I believe Vicki’s experience was an example of God’s grace—Vicki receiving an unsolicited, perhaps undeserved, gift from God with her beloved mother as conduit.
Affirmation: I believe in grace.
Coaching questions: What grace moments have you experienced? Who is a conduit for grace in your life?
I do believe in starting the new year with new resolve, but instead of adopting a resolution, I choose a word of the year—a word that encapsulates my aspirations for the twelve months ahead. Melinda Gates, philanthropist
For the last two years Melinda Gates has chosen the word “grace” and she thinks it is making a difference. She tells a story of the heart break she experiences when she visits children who are dying from preventable disease. Then she says, “A broken heart gives me urgency. A moment of grace gives me hope. That’s the power of a well-chosen word of the year. It makes the year better—and it helps me be better too.”
I think Gates is on to something. I’m choosing “impact” for my word of the year. I want to make an impact in the world—with my blog, my column, and, eventually, my book. I also want to impact others by caring about them, being a good friend, and fighting for policies to help our country thrive.

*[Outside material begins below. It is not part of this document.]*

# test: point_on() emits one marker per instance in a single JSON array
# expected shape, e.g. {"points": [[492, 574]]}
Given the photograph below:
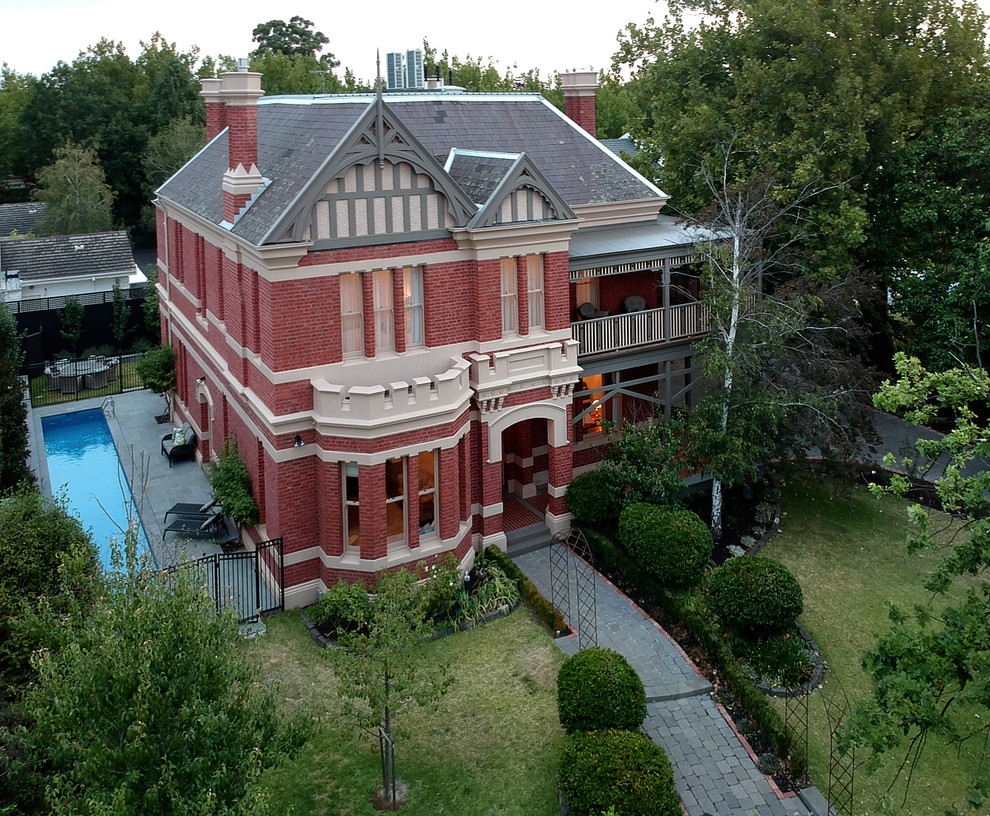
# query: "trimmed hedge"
{"points": [[344, 607], [755, 596], [596, 689], [617, 769], [673, 545], [595, 498], [612, 560]]}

Affirmation: I will make an impact this year.
Coaching questions: If you decided to choose a word, what would it be? Why? What difference can you envision it making?
In Japan, you say Itadakimasu before each meal to show respect to every life that went into creating your dish and to give thanks for both the food and your ability to receive it. Quoted from Oprah Magazine
It’s been my tradition since I was a little girl to say grace before each meal so I was interested in this Eastern outlook. Saying grace, whether by using the word Itakakimasu or with a child singing their words, is a ritual that gives us an opportunity to pause and consider our abundance.
Gratitude is one of the primary tenets of a joy filled life. Being grateful, on purpose, at least three times a day is a good start.
Affirmation: I am grateful.
Coaching question: How do you voice your gratitude? Whatever your faith tradition, consider saying something out loud at your mealtime to show your gratitude.